London is burning.
And not just London, but other parts of Britain, such as Manchester and Birmingham.
Looters and rioters have run loose for days in that great country, and now there are a few people dead, many businesses destroyed, hundreds arrested, and untold damage.
Most of the rioters appear to be young and disaffected, unemployed and not in school, and above all, holding to a complete entitlement mentality. They seemed to be looking for any excuse to steal and destroy. Last week’s shooting by the police of a young man, allegedly involved in a drug-crime, was as good an excuse as any for the tinderbox to explode.
These young thugs have lost their moral compass, if they ever had one.
A looter was reportedly caught with 14 cell phones. When asked why, she said that she was just trying to reclaim some of the tax money the government had taken away from her.
As I was reading various articles on the riots, I noticed these comments:
One girl looter said to the BBC that the rioters were proving to “the rich” and the cops “we can do what we like.”
Another rioter said that something “tastes better when it’s free.”
A social media entry (as in Twitter or Facebook) sent out the word: “If you’re down for making money, we’re about to go hard in east London.”
A friend of mine from south England told me at the gym the other day, “To see what’s happening now makes me ashamed to be a Brit.”
One British commentator summed up the looters this way: “Not only do they know nothing of Britain’s past, they care nothing for its present. They have their being only in video games and street-fights, casual drug use and crime, sometimes petty, sometimes serious.”
Someone sent me a link of commentaries on Facebook, reacting (lightly) to a photo of one of the London looters, smiling as he held up his trophy—a big bag of rice. After viewing several mindless comments, I finally put in my two cents: “Thou Shalt Not Steal.”
This recent episode in England reminds me of a conversation I had during the L.A. riots of 1992. My brother has an office high atop the city with a great view, and he and I were on the phone. He would say, “Oh, there’s another fire over there! And another one on that side!”
Then he said something that shocked me, coming from him.
He said, “It’s all these kids without religion.”
“But,” I said, referring to his views at that time, “You’re an atheist. How can you say that?”
He said, “I know. But it’s still true”—in other words, that these were kids without religion.
George Washington said in his Farewell Address that religion and morality were “indispensable supports” to our political well-being.
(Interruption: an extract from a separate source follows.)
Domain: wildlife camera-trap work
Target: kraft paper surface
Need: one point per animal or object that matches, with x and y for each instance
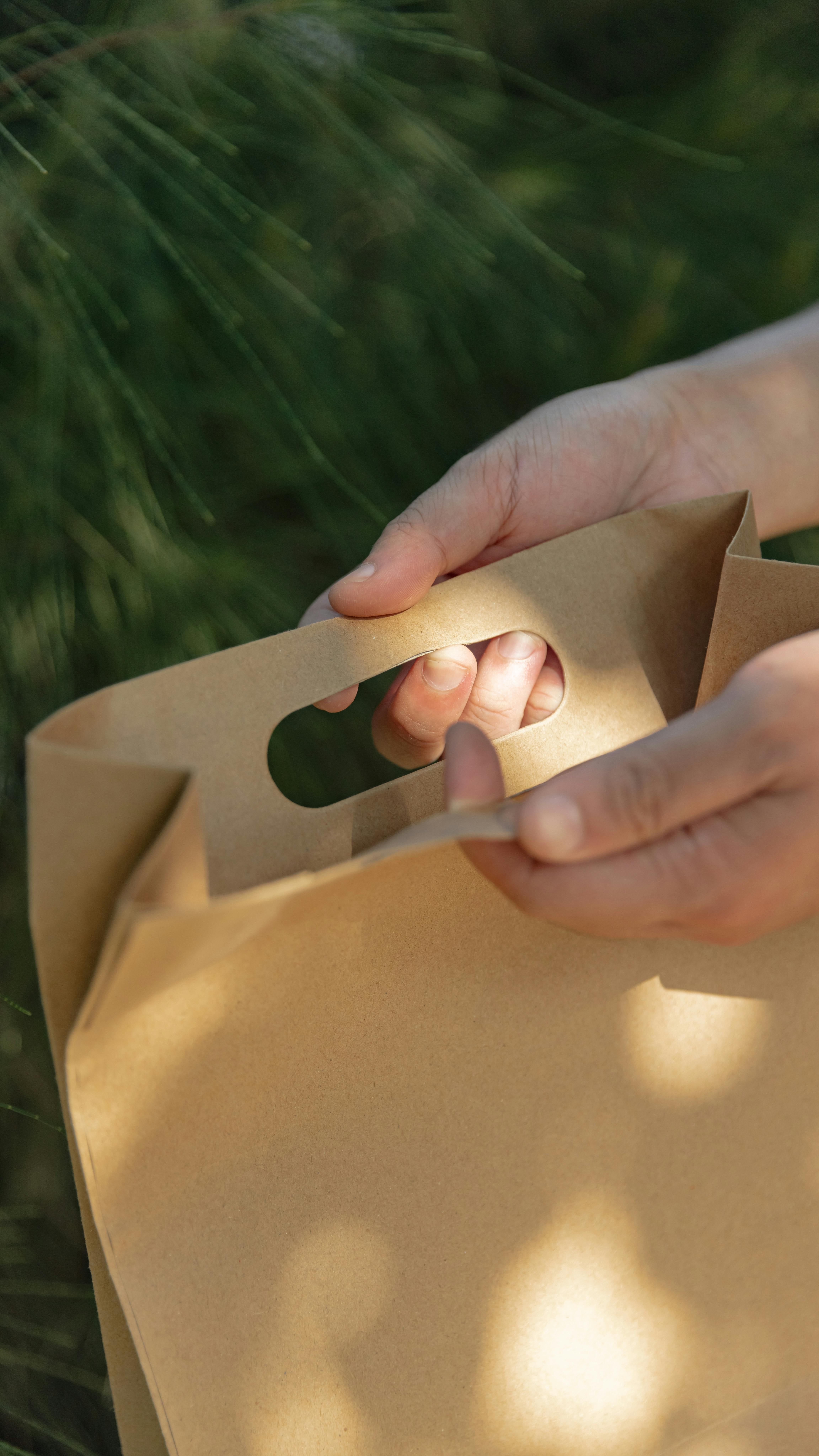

He went on to say, “…reason and experience both forbid us to expect that national morality can prevail in exclusion of religious principle.”
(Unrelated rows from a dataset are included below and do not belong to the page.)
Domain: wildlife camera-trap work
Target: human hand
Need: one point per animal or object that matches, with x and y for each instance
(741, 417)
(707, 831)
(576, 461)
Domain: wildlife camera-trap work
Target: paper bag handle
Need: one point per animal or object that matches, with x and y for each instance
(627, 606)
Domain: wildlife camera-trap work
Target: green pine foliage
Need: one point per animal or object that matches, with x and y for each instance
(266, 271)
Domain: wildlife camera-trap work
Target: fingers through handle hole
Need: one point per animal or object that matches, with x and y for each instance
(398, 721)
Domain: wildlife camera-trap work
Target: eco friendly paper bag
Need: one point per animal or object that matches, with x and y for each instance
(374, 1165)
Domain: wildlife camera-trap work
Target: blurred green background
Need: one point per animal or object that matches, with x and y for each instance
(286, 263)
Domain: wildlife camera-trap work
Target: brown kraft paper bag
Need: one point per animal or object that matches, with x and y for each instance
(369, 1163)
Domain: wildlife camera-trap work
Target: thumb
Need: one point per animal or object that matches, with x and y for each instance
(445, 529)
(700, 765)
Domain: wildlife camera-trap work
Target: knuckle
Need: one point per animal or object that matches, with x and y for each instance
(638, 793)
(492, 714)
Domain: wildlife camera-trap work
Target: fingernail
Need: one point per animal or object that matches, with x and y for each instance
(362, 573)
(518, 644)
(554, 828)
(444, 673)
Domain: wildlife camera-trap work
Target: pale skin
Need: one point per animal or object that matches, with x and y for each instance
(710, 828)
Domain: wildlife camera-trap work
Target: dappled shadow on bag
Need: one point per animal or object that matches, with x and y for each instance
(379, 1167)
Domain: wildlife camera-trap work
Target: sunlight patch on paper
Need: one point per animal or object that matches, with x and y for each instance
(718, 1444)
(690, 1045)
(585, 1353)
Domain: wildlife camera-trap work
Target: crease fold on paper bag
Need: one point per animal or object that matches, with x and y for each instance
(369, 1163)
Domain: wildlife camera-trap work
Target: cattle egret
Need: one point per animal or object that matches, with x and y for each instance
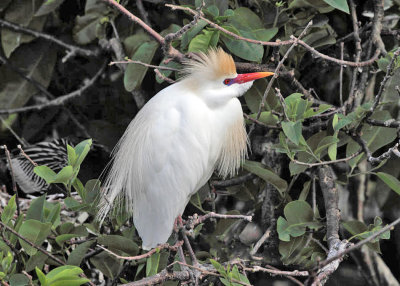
(176, 141)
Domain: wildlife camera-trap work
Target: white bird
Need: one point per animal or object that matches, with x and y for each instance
(176, 141)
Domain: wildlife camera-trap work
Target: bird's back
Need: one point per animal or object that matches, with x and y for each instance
(167, 153)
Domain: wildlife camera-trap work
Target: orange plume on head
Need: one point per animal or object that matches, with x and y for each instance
(213, 64)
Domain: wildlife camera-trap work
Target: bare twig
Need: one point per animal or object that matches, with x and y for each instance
(233, 182)
(59, 100)
(161, 277)
(147, 254)
(261, 241)
(359, 244)
(195, 219)
(14, 184)
(327, 162)
(388, 123)
(143, 12)
(163, 77)
(341, 75)
(59, 261)
(129, 61)
(278, 67)
(280, 43)
(377, 25)
(282, 101)
(276, 271)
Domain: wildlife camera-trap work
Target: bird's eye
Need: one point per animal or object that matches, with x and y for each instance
(227, 81)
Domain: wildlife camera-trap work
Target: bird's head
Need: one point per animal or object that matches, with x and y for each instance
(213, 75)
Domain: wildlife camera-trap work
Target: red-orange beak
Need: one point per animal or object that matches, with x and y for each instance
(246, 77)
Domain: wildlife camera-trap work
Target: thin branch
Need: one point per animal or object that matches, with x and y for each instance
(129, 61)
(392, 123)
(282, 101)
(72, 50)
(137, 20)
(163, 77)
(22, 152)
(387, 76)
(233, 182)
(327, 162)
(277, 272)
(278, 67)
(261, 123)
(173, 36)
(59, 100)
(359, 244)
(59, 261)
(195, 219)
(393, 151)
(280, 43)
(14, 184)
(261, 241)
(147, 254)
(377, 25)
(143, 12)
(341, 75)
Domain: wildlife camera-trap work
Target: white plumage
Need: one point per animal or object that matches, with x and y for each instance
(175, 143)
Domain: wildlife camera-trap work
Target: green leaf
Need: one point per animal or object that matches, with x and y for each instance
(34, 231)
(18, 280)
(356, 227)
(86, 26)
(189, 35)
(67, 275)
(265, 34)
(35, 210)
(77, 255)
(299, 216)
(48, 7)
(45, 173)
(203, 41)
(134, 73)
(391, 181)
(64, 176)
(339, 4)
(41, 276)
(242, 49)
(304, 193)
(133, 42)
(119, 243)
(109, 265)
(266, 174)
(375, 137)
(292, 130)
(325, 143)
(152, 264)
(71, 155)
(37, 260)
(9, 211)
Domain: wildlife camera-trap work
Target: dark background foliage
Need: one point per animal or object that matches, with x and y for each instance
(56, 82)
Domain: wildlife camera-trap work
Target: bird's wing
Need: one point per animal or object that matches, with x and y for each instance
(158, 164)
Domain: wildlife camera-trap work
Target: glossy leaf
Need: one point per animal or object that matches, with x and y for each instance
(390, 180)
(266, 174)
(339, 4)
(36, 232)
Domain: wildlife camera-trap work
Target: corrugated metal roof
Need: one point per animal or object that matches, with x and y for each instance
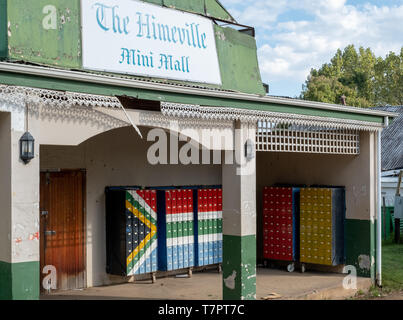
(392, 140)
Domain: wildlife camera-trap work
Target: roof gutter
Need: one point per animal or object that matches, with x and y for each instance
(133, 83)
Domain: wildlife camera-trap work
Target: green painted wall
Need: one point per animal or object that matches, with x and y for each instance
(19, 281)
(239, 267)
(3, 29)
(234, 48)
(360, 241)
(214, 9)
(192, 6)
(31, 42)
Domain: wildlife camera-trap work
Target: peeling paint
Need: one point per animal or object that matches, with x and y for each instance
(230, 281)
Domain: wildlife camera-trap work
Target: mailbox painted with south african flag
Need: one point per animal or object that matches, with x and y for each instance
(131, 231)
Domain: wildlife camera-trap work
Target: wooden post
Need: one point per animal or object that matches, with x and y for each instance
(397, 221)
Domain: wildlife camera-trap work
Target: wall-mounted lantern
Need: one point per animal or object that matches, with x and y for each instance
(249, 150)
(27, 143)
What we’ve been seeing on the streets of England is man’s base nature coming through without restraint.
The Good Book has many sober reminders of the reality of human nature. “The heart is desperately wicked, who can understand it?” asks the prophet who lent his name to our English word “jeremiad.”
G.K. Chesterton is alleged to have said that since the dawn of recorded history, we have had 6,500 years of empirical evidence of the doctrine of original sin.
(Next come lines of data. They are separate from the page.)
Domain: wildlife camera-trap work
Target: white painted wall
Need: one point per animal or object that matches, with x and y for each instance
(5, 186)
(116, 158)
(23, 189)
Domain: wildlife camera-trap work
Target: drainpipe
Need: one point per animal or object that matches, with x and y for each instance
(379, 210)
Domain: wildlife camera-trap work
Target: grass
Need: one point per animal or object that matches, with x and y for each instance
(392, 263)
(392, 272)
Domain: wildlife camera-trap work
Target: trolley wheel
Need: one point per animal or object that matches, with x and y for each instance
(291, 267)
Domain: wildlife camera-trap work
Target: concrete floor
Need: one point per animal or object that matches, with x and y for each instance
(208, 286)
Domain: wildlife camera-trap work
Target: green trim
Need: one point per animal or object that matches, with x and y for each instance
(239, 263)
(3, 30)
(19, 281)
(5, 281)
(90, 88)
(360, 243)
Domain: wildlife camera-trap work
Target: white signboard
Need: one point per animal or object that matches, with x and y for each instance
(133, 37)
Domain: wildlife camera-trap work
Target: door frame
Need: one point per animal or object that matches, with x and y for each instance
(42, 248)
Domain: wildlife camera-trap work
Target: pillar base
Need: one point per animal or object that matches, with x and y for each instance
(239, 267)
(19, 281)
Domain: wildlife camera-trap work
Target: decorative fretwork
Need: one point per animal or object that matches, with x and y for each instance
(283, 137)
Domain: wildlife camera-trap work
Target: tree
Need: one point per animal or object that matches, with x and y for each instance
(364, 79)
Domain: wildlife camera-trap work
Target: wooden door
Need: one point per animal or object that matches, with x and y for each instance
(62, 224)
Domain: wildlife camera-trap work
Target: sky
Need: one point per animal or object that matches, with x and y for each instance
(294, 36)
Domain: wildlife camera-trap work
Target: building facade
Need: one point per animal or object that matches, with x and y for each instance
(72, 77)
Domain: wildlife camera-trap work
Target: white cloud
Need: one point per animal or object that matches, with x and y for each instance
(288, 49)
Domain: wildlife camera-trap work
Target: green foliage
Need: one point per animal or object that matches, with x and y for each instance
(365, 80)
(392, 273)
As Cassius says in Shakespeare’s Julius Caesar, “The fault, Dear Brutus, is not in our stars, but in ourselves…”
What we see before our very eyes is that the traditional supports of our society are crumbling. We thought we could be moral and good without God. But incidents like the British riots are the result of a generation (or more) without Biblical teaching.
But obviously not everyone shares these opinions. Do they assume that human beings will just be good on their own?
Many years ago, media mogul Ted Turner said that the Ten Commandments are obsolete, and they ought to be abandoned. He came up with a not-so-modest alternative, which he called “the Ten Voluntary Initiatives.”
When speaking before various groups, I have asked the audience if they remember this story. Occasionally a hand or two might go up. Then I have asked them, if they remembered the story, can they remember any items on his list? The answer is always negative.
No, not one.
Anybody can make any list of rights or wrongs they want to, but accountability is the key. Ted Turner is not the one before whom we’ll give an account on the Day of Reckoning.
Those kids “without religion” looting on the streets of Great Britain remind me of Dostoyevsky’s famous statement (from The Brothers Karamazov): “If there is no God, then all things are permissible.”